The question on a lot of parents’ minds right now: When can my kid get one?
Millions of children have tested positive for COVID-19. At least 460 have died. Cases in children have accelerated during the Delta variant wave: As of Sept. 2, children made up 15.1% of reported cases over the duration of the pandemic; in just the week ending Sept. 2, they made up 26.8% of the total, according to the American Academy of Pediatrics. That represents a 250% increase in child cases since the week of July 22-29.
According to a report in the Atlantic, some parents have fudged their kids’ birth dates to get ones just shy of turning 12-years old their shots. (The FDA does not recommend this.) Others have sought doctors who are willing to vaccinate younger children via off-label use. (Also not recommended.) If the shot is approved for kids 5 to 11, those kinds of work-arounds will be moot.
Here’s what we know right now about the timeline to getting kids under 12 vaccinated.
Pfizer has filed an emergency use authorization application with the FDA for children ages 5 to 11 to receive the COVID vaccine. So when can your kid get one? Here’s what we know.
How close are we to a COVID-19 vaccine for kids?
On Sept. 20, Pfizer announced it will seek emergency-use authorization for its COVID-19 vaccine for children ages 5 to 11.
On Tuesday, the company offered an update, saying it has given the FDA the data on the phase 2 and 3 trials it conducted with children, although it hasn’t filed the emergency use application yet. Pfizer has said it plans to file for that authorization before the end of this month; a news release the company issued Tuesday said to expect the formal submission “in the coming weeks.”
There is no timetable for how long the approval process could take. For comparison, Pfizer submitted the vaccine for emergency-use authorization for adults on Nov. 20, 2020, and received that authorization three weeks later on Dec. 11. Full FDA approval was granted on Aug. 23, 2021. The AP reported that a person familiar with the matter but not authorized to discuss it publicly said shots could be available around Thanksgiving or possibly earlier in November, depending on how quickly the FDA moves to review the application and data.
“As soon as [the vaccine data] get submitted to the FDA, I know the FDA is urgently planning to review these data, it will go from the FDA to the CDC, and we will review it with similar urgency,” Walensky said on ABC’s “Good Morning America.” “And I’m hoping in the order of weeks.”

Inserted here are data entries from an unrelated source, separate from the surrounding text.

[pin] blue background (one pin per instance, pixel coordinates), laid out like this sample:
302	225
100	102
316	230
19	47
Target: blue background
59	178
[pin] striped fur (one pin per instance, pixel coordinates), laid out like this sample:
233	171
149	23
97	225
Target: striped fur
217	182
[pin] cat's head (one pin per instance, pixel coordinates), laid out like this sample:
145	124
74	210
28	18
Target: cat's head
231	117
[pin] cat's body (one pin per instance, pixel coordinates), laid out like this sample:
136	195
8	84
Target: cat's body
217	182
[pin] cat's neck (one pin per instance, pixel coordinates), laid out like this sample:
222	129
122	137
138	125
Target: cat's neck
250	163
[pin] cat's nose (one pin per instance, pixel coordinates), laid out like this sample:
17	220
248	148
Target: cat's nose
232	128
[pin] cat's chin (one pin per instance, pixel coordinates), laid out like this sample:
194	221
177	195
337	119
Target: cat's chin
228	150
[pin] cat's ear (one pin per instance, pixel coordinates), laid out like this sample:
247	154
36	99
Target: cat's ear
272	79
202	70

The FDA’s vaccine chief said earlier this month that he is “very, very hopeful” that vaccines will be authorized and rolled out for children ages 5 to 11 by the end of this year. In the same interview, he said once the FDA receives data from Pfizer, “we’re going to do a thorough job on that as quickly as we can” and come to a decision “hopefully within a matter of weeks rather than a matter of months.”
It used to be hard to find a vaccine appointment. Not any more. Here’s how to get your COVID-19 shot.

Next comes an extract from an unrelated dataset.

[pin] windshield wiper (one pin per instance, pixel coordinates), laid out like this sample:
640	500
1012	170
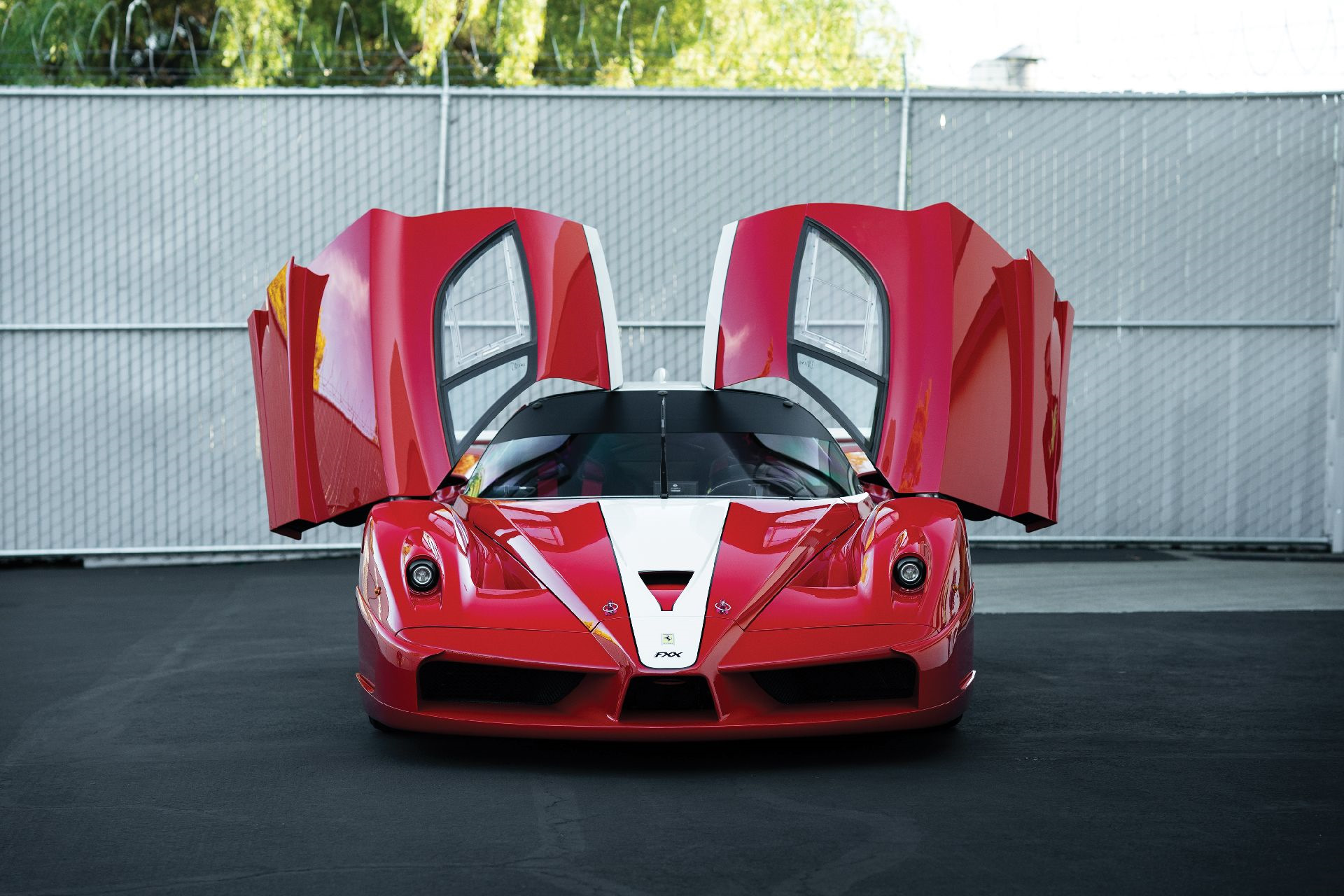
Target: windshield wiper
663	451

What about Moderna and Johnson & Johnson?
The Johnson & Johnson vaccine has emergency-use authorization for people 18 and older. As of this month, the drugmaker is in Phase 3 of clinical trials to test its vaccine on adolescents ages 12 to 17.

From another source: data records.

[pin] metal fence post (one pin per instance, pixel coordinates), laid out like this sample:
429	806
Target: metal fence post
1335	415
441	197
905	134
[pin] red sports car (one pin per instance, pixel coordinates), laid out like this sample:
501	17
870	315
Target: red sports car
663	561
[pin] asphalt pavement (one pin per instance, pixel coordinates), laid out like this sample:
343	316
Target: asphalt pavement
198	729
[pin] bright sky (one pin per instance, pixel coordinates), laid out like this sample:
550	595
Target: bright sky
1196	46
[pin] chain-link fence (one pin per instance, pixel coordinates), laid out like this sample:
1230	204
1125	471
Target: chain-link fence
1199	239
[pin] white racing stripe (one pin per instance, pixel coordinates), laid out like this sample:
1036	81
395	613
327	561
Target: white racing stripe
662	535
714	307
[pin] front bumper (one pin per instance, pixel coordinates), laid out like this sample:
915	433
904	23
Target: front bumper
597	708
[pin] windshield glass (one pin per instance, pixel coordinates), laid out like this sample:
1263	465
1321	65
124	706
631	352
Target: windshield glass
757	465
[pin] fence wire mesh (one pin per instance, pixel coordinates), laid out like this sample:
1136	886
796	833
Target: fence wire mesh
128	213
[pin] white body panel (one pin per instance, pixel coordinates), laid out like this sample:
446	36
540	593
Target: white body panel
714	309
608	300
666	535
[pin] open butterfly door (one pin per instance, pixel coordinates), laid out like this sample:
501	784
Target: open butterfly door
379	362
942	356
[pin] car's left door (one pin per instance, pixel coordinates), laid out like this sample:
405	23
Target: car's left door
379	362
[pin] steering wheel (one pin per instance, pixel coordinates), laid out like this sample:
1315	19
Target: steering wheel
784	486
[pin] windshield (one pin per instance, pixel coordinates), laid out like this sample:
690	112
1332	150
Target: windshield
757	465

Now that Comirnaty has full FDA approval, doctors can recommend the COVID-19 shot to anyone for ‘off-label’ use, including children under 12.
When will kids under 5 be able to be vaccinated?
Pfizer had said in July that it expected to have results for the trials on kids 5 to 11 by September, children ages 2 to 5 soon after that, and infants and toddlers 6 months to 2 years old in October or November. It has come through on those first results, with no reported delays in trials for any of the younger age groups. Moderna said it also plans to run trials for children as young as 6 months.
So the answer is: Those trials are ongoing. We should know more in the next month or two.
6:04 p.m. Sept. 28, 2021: Update: This story has been updated to note Pfizer has submitted the data to the FDA.
2:46 p.m. Sept. 27, 2021: This story has been updated with new information from Pfizer’s chief executive about when data will be submitted to the FDA.